E Darabont, conhecido por algumas investidas mais delicodoces no cinema, quis aqui "a liberdade de contar a história da série BD sem receber bilhetes do canal a perguntar "Os zombies não podem ser sexy como os vampiros?"", recorda Hurd. Como se vê na imagem apensa a este texto, a resposta é não. E ainda bem.

Desactivar a pirataria

Esta é também uma produção com estratégia montada à medida dos tempos - o Zeitgeist também se faz de downloads e streaming ilícitos e a estreia aqui poucos dias após a estreia nos EUA serve um propósito. "Desactivar o poder da pirataria", enumera Sarah Callies, "é uma óptima forma de consolidar os benefícios económicos do produto", prossegue, "criar impulso porque toda a gente o vê ao mesmo tempo e respeitar quem não está nos EUA", completa Andrew Lincoln.

"No mundo dos filmes, onde trabalho, é bastante comum", explica Hurd com a ajuda do seu computador. "Dados os problemas da pirataria e das críticas cena a cena, é muito importante que o público experiencie a série como era suposto ser vista", frisa Hurd, como que atestando que as estreias simultâneas (ou quase) são tão necessárias hoje quanto uma arma de fogo frente a uma horda de zombies.

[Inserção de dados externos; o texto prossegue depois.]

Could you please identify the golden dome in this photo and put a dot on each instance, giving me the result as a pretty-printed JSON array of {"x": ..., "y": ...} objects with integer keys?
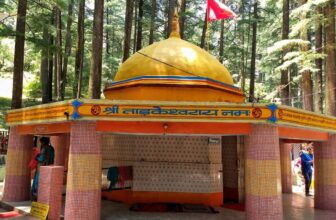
[
  {"x": 173, "y": 57},
  {"x": 173, "y": 70}
]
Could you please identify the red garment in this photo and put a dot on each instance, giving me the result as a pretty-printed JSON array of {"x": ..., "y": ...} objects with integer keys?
[
  {"x": 33, "y": 162},
  {"x": 216, "y": 10}
]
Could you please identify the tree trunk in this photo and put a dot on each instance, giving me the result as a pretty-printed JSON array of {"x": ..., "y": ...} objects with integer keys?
[
  {"x": 50, "y": 66},
  {"x": 242, "y": 57},
  {"x": 58, "y": 56},
  {"x": 139, "y": 32},
  {"x": 319, "y": 65},
  {"x": 254, "y": 47},
  {"x": 107, "y": 34},
  {"x": 221, "y": 41},
  {"x": 183, "y": 5},
  {"x": 44, "y": 68},
  {"x": 97, "y": 50},
  {"x": 205, "y": 27},
  {"x": 171, "y": 10},
  {"x": 19, "y": 55},
  {"x": 135, "y": 25},
  {"x": 67, "y": 50},
  {"x": 152, "y": 22},
  {"x": 284, "y": 92},
  {"x": 307, "y": 88},
  {"x": 80, "y": 51},
  {"x": 128, "y": 28},
  {"x": 330, "y": 59}
]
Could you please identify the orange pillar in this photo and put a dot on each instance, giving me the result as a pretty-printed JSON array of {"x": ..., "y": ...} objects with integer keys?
[
  {"x": 286, "y": 167},
  {"x": 60, "y": 144},
  {"x": 50, "y": 190},
  {"x": 262, "y": 170},
  {"x": 325, "y": 175},
  {"x": 83, "y": 194},
  {"x": 17, "y": 180}
]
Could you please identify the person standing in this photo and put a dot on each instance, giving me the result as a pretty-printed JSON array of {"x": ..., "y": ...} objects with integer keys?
[
  {"x": 44, "y": 158},
  {"x": 306, "y": 166}
]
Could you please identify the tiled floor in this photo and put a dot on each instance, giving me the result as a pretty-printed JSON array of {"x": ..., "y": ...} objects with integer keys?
[{"x": 296, "y": 207}]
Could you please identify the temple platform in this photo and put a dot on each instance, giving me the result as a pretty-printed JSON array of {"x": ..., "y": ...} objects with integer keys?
[{"x": 296, "y": 207}]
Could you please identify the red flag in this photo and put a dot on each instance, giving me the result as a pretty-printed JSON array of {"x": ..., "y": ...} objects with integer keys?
[{"x": 217, "y": 10}]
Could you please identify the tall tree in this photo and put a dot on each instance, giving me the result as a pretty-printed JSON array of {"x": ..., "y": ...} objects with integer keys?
[
  {"x": 182, "y": 5},
  {"x": 254, "y": 50},
  {"x": 221, "y": 41},
  {"x": 79, "y": 51},
  {"x": 19, "y": 54},
  {"x": 128, "y": 28},
  {"x": 307, "y": 88},
  {"x": 58, "y": 55},
  {"x": 44, "y": 68},
  {"x": 318, "y": 106},
  {"x": 171, "y": 11},
  {"x": 204, "y": 31},
  {"x": 330, "y": 59},
  {"x": 97, "y": 50},
  {"x": 135, "y": 25},
  {"x": 284, "y": 92},
  {"x": 67, "y": 50},
  {"x": 152, "y": 22},
  {"x": 139, "y": 31}
]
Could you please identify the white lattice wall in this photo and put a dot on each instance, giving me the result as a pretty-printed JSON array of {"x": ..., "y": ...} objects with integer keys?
[{"x": 166, "y": 163}]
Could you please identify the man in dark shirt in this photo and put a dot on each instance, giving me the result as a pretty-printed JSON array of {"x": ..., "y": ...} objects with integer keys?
[{"x": 306, "y": 166}]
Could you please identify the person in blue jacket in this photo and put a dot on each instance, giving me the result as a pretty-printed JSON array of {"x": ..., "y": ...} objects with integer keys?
[{"x": 307, "y": 159}]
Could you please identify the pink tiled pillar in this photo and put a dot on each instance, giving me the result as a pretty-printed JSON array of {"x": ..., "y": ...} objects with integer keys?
[
  {"x": 83, "y": 197},
  {"x": 325, "y": 174},
  {"x": 60, "y": 144},
  {"x": 262, "y": 170},
  {"x": 286, "y": 167},
  {"x": 17, "y": 180},
  {"x": 50, "y": 189},
  {"x": 230, "y": 169}
]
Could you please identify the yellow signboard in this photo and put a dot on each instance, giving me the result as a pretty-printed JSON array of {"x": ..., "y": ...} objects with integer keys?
[{"x": 39, "y": 210}]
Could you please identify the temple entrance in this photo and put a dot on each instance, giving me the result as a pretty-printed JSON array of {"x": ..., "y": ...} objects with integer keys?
[
  {"x": 233, "y": 171},
  {"x": 165, "y": 169}
]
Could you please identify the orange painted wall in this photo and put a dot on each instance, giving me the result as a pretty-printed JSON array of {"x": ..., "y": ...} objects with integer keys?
[
  {"x": 174, "y": 127},
  {"x": 130, "y": 197}
]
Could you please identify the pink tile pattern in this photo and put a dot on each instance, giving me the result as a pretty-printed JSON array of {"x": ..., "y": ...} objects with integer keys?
[
  {"x": 229, "y": 160},
  {"x": 325, "y": 175},
  {"x": 84, "y": 138},
  {"x": 82, "y": 203},
  {"x": 286, "y": 167},
  {"x": 166, "y": 163},
  {"x": 50, "y": 189},
  {"x": 17, "y": 187},
  {"x": 262, "y": 140},
  {"x": 263, "y": 145},
  {"x": 263, "y": 208},
  {"x": 61, "y": 145}
]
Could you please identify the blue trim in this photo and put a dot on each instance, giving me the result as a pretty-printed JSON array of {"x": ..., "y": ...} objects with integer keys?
[
  {"x": 182, "y": 78},
  {"x": 76, "y": 105},
  {"x": 273, "y": 107}
]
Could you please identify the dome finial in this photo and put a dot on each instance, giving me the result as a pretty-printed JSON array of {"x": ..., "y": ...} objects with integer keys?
[{"x": 175, "y": 32}]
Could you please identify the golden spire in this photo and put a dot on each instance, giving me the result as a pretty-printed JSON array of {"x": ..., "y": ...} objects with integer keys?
[{"x": 175, "y": 32}]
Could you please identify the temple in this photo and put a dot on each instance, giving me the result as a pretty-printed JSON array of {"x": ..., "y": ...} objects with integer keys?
[{"x": 175, "y": 117}]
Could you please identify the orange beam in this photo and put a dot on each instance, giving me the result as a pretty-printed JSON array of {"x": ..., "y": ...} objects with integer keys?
[
  {"x": 174, "y": 127},
  {"x": 302, "y": 134},
  {"x": 55, "y": 128}
]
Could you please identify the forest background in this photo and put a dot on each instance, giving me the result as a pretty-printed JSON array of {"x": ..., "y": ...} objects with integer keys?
[{"x": 277, "y": 51}]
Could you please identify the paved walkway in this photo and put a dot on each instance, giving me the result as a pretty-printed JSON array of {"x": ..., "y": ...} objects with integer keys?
[{"x": 296, "y": 207}]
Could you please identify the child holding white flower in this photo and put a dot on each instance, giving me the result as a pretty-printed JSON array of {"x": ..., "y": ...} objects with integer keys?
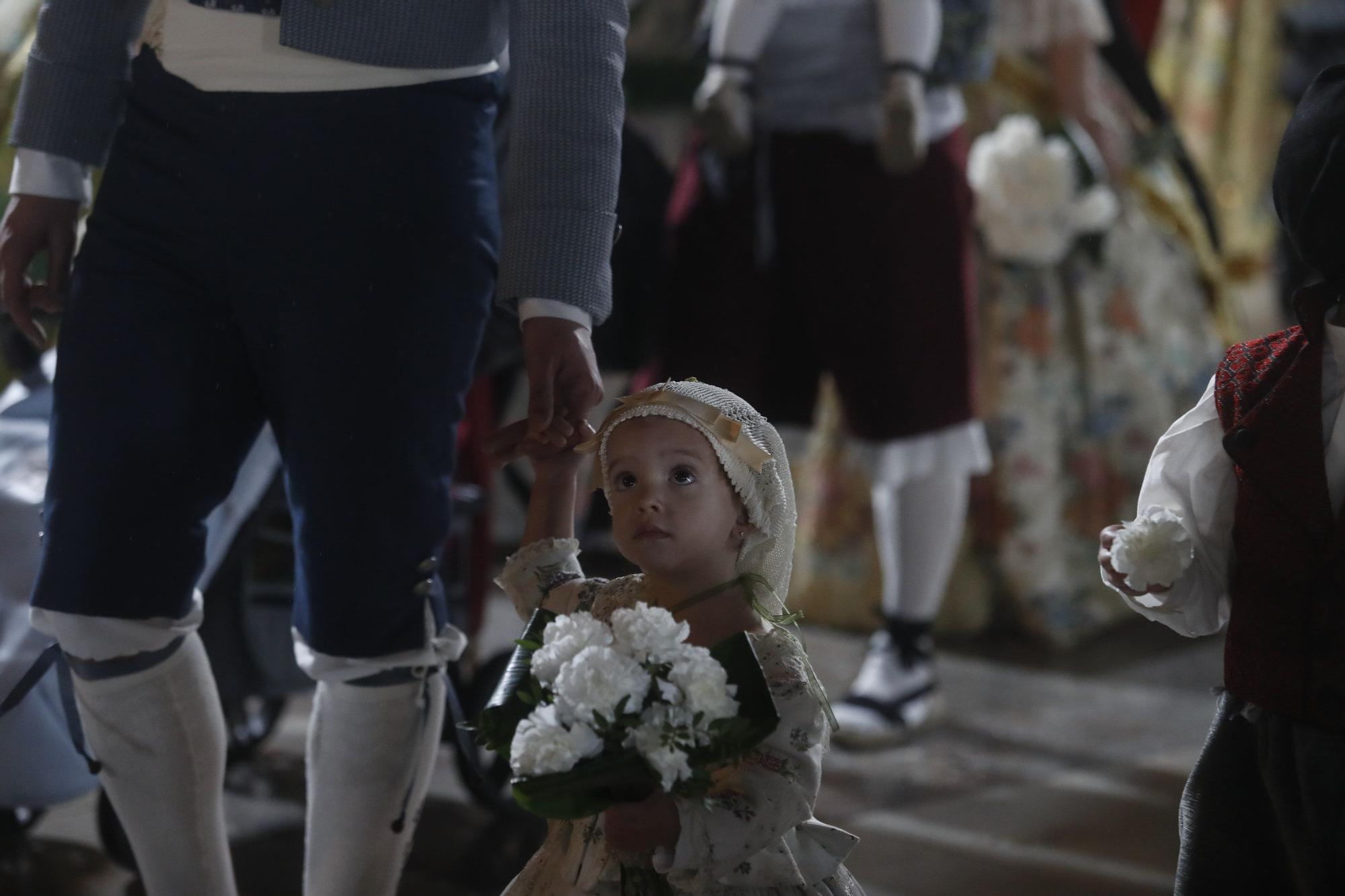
[
  {"x": 701, "y": 501},
  {"x": 1256, "y": 474}
]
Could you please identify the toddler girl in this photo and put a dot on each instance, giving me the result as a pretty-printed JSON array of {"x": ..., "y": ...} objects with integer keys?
[{"x": 701, "y": 502}]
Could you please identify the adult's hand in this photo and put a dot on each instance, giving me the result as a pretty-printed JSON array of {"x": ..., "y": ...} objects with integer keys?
[
  {"x": 903, "y": 135},
  {"x": 563, "y": 377},
  {"x": 33, "y": 224},
  {"x": 724, "y": 112}
]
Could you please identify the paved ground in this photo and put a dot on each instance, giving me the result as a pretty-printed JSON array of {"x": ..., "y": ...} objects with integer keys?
[{"x": 1047, "y": 775}]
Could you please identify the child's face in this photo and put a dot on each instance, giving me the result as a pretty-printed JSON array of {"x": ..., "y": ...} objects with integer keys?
[{"x": 675, "y": 512}]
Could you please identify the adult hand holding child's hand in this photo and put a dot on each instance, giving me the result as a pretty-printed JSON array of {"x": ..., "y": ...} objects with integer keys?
[{"x": 553, "y": 447}]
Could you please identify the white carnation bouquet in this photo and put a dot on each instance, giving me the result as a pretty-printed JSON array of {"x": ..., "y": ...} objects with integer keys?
[
  {"x": 1152, "y": 551},
  {"x": 1031, "y": 205},
  {"x": 591, "y": 715}
]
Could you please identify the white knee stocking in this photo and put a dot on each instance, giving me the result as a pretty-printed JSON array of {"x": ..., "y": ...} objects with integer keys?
[
  {"x": 918, "y": 528},
  {"x": 161, "y": 737},
  {"x": 369, "y": 747}
]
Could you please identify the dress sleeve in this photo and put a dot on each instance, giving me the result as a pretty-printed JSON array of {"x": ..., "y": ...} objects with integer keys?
[
  {"x": 541, "y": 572},
  {"x": 1035, "y": 26},
  {"x": 757, "y": 829},
  {"x": 1192, "y": 474}
]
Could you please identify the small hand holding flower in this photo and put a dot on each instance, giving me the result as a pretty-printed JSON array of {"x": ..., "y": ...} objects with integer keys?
[
  {"x": 1148, "y": 553},
  {"x": 645, "y": 826}
]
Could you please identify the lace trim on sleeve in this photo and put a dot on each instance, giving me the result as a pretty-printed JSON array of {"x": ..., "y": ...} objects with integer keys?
[{"x": 537, "y": 569}]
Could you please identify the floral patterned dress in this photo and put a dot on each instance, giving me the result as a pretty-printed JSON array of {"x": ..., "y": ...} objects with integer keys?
[
  {"x": 757, "y": 834},
  {"x": 1086, "y": 362}
]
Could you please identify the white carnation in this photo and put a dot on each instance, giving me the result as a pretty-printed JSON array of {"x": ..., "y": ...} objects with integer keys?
[
  {"x": 597, "y": 680},
  {"x": 563, "y": 639},
  {"x": 1153, "y": 549},
  {"x": 662, "y": 739},
  {"x": 650, "y": 634},
  {"x": 1030, "y": 204},
  {"x": 704, "y": 684},
  {"x": 544, "y": 745}
]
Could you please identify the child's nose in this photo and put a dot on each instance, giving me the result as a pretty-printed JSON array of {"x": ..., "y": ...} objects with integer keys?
[{"x": 650, "y": 498}]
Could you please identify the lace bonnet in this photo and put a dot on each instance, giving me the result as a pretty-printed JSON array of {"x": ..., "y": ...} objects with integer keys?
[{"x": 748, "y": 448}]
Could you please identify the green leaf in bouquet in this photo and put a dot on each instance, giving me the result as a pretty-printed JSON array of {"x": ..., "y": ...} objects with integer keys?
[
  {"x": 509, "y": 705},
  {"x": 588, "y": 788},
  {"x": 757, "y": 717}
]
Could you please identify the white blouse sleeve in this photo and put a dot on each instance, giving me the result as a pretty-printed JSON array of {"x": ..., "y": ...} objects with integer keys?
[
  {"x": 740, "y": 29},
  {"x": 910, "y": 32},
  {"x": 1035, "y": 26},
  {"x": 539, "y": 572},
  {"x": 1191, "y": 473}
]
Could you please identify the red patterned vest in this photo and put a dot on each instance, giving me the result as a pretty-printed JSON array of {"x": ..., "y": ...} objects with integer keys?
[{"x": 1286, "y": 627}]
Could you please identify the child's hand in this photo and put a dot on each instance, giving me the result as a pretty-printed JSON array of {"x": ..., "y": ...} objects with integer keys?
[
  {"x": 555, "y": 448},
  {"x": 1113, "y": 577},
  {"x": 642, "y": 827}
]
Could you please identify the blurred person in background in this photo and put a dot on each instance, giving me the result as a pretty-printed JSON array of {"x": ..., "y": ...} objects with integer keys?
[
  {"x": 1256, "y": 474},
  {"x": 824, "y": 227}
]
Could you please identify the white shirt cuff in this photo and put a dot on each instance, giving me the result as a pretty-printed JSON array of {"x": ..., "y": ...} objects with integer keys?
[
  {"x": 44, "y": 174},
  {"x": 529, "y": 309}
]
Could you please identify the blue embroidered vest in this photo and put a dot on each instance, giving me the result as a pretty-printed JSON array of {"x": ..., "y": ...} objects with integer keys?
[{"x": 264, "y": 7}]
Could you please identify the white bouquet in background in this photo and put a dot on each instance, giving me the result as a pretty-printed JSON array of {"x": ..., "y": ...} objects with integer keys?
[
  {"x": 1030, "y": 201},
  {"x": 1152, "y": 551},
  {"x": 594, "y": 713}
]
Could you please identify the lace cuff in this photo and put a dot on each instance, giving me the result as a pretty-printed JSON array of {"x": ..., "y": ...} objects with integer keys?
[{"x": 532, "y": 572}]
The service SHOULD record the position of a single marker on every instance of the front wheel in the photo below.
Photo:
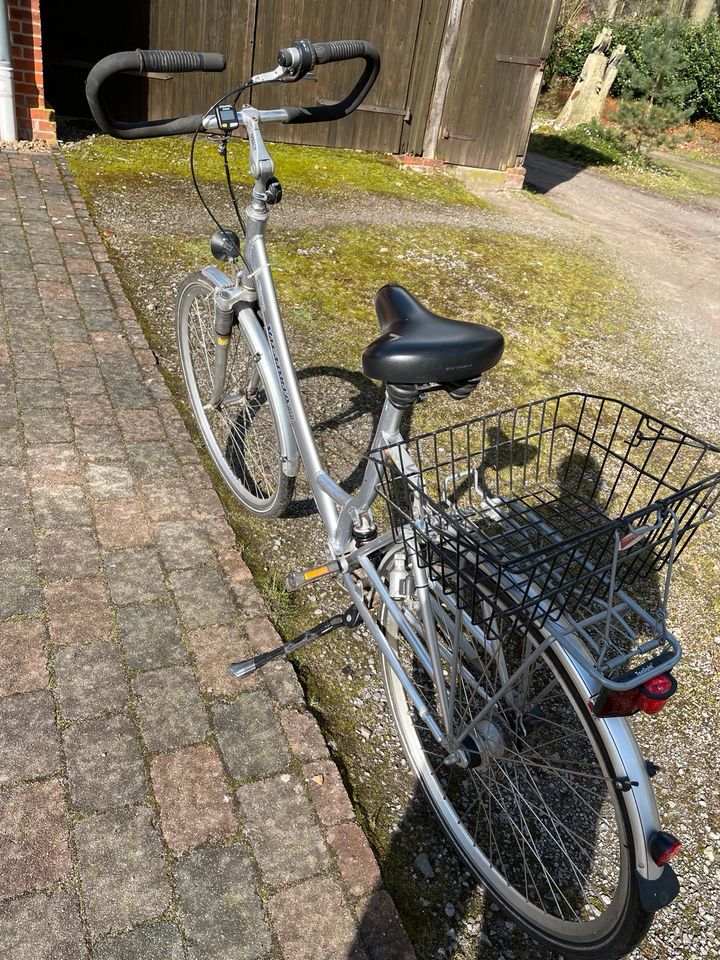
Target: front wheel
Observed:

Chove em Londres. Gale Anne Hurd, ainda sem voz, garante que fazer uma série é muito mais satisfatório do que trabalhar num filme. "Temos seis horas para passar com as nossas personagens e para desenvolver um mundo." Depois da exibição dos primeiros episódios, o AMC decide se a série continua. A Fox não só aposta em The Walking Dead como mostra, no dia 4, nos canais National Geographic, o documentário A Verdade por Detrás dos Zombies, isto depois de ter enchido as praças de várias cidades, Lisboa incluída, de mortos-vivos a promover a série.

E para responder à pergunta sobre um balde de entranhas que desperta compaixão, a resposta de parte da audiência londrina parece ser um enojado mas convicto "sim".